Viele von ihnen sind völlig überlastet. In den letzten Jahren stürzten Viadukte bei Ancona, Agrigent und Fossano ein. Wenige Menschen starben, deshalb gab es kaum Schlagzeilen. Die Situation in Genua ist besonders prekär. Die zwischen Wasser und Hügeln gebaute Stadt ist dem enormen Verkehrsaufkommen längst nicht mehr gewachsen.

5000 Laster sollen die Morandi-Brücke täglich überquert haben, mehr als 25 Millionen Fahrzeuge pro Jahr, das ist viermal so viel wie vor 30 Jahren. Seit Jahren wird über die Empfindlichkeit der mehr als 50 Jahre alten Brücke diskutiert, manche, wie Antonio Brencich von der Universität Genua, sahen die Tragödie kommen. „Bisher wurde so viel Geld in die Reparaturen gesteckt, wie ein kompletter Neubau gekostet hätte“, sagt er. Bereits vor zwei Jahren hat der Fachmann ein Interview gegeben und zum Neubau der Brücke aufgerufen.

Nun beginnt die Jagd nach den Schuldigen. Die Verantwortlichen der Autobahngesellschaft Autostrade d’Italia stehen ganz oben auf der öffentlichen Abschussliste. Auch von großen Infrastruktur-Plänen ist in Italien nun die Rede, von systematischen Untersuchungen bei Brücken, Tunnels und Viadukten.

Über Genua wurde am Mittwochabend ein zwölfmonatiger Ausnahmezustand verhängt. Bei einer Krisensitzung des Ministerrates in der Hafenstadt sei außerdem eine Soforthilfe von fünf Millionen Euro freigegeben worden, sagte Ministerpräsident Giuseppe Conte.
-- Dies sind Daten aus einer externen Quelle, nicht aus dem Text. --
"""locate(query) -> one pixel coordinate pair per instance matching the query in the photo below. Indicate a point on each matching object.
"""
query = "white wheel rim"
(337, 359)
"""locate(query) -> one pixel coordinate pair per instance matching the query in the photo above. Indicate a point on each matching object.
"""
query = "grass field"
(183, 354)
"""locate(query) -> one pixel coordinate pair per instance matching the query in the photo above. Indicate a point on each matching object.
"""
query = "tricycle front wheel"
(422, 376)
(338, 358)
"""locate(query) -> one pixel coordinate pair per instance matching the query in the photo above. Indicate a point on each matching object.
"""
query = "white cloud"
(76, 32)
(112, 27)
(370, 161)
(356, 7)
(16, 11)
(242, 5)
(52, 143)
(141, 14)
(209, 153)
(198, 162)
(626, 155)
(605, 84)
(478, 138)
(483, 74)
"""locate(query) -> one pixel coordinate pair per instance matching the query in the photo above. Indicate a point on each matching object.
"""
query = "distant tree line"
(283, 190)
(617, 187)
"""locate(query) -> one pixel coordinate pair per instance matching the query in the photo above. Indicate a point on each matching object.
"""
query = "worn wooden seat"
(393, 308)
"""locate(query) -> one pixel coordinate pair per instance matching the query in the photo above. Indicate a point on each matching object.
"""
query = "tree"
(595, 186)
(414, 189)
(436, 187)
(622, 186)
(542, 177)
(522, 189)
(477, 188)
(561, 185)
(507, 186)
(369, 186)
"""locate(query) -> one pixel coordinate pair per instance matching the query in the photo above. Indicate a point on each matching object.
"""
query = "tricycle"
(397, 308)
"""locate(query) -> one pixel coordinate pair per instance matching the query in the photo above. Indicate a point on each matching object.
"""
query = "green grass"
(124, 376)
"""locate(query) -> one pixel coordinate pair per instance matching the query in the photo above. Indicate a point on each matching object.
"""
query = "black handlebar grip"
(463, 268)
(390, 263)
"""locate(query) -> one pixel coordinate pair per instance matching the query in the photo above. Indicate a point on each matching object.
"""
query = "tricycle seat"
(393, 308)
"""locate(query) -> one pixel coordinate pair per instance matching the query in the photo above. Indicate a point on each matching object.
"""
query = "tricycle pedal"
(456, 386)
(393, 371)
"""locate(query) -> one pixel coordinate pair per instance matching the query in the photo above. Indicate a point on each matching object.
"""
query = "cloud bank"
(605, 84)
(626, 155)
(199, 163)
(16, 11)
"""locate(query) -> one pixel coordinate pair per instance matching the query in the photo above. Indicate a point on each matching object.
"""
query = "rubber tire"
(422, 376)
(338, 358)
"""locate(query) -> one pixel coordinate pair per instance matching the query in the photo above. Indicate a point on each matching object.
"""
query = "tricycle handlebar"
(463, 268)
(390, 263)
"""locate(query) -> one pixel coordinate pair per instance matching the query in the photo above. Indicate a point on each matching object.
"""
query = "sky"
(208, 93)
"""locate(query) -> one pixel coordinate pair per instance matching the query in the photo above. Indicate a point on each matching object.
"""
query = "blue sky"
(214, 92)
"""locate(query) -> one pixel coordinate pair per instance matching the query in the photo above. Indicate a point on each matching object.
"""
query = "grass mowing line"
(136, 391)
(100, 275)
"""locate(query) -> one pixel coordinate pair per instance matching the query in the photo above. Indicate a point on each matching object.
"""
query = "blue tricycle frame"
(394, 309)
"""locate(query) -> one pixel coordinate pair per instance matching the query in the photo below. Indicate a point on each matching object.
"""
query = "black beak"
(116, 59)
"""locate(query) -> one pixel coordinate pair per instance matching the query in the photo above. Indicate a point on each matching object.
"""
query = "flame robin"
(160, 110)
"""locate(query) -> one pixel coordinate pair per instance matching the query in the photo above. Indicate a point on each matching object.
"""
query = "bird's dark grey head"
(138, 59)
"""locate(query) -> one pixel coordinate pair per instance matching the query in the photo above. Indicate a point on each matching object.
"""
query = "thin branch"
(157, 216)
Er schrieb auf Facebook: „Was in Genua passiert ist, ist nicht nur für die Stadt, sondern auch für Ligurien und ganz Italien eine tiefe Wunde.“ Italien könne sich keine weiteren Tragödien wie diese erlauben, schrieb er. Es klang eher nach einem Wunsch als nach echter Überzeugung.